Despite a seeming talent disparity, Navy has regularly taken down power conference teams. Since 2007, the Midshipmen have three wins over Notre Dame, two over Indiana, two over Wake Forest, and single wins over Pittsburgh and Missouri.

This honestly shouldn't be possible, but it is because of Navy's anachronistic triple-option offense. The offense takes advantage of smart players' ability to read defenses, and its reliance on misdirection minimizes the importance of having a big offensive line. The Midshipmen hardly ever throw the ball—unheard of in the spread era—but they're still incredibly efficient and light up the scoreboard.

That part is key. The triple-option isn't just some gimmicky offense that has allowed Navy to get lucky this season. Even in a loss to No. 4 Notre Dame, Navy's attack was efficient. According to the F/+ advanced statistical ratings, Navy ranks 12th in the country, and it could end the season ranked No. 1.

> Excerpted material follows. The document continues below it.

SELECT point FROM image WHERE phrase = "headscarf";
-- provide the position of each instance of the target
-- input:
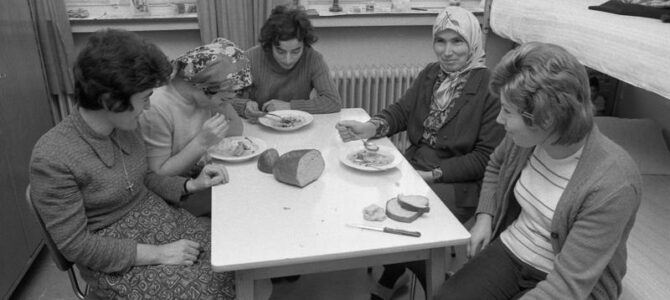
(222, 54)
(466, 25)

Navy's overall stats—both raw and advanced—are just as impressive:

Sure, Memphis, Houston, Temple, and other non-Power Five programs shouldn't be as good as they are, either. But given all its built-in limitations, Navy really, really shouldn't be this good, and certainly not year after year.

And yet the Midshipmen are as good as their record indicates, and have a very good chance to finish the year on one of the biggest stages in college football. In a sport where the rich get richer and dominate the landscape, Navy is the best underdog story we've had in a long time.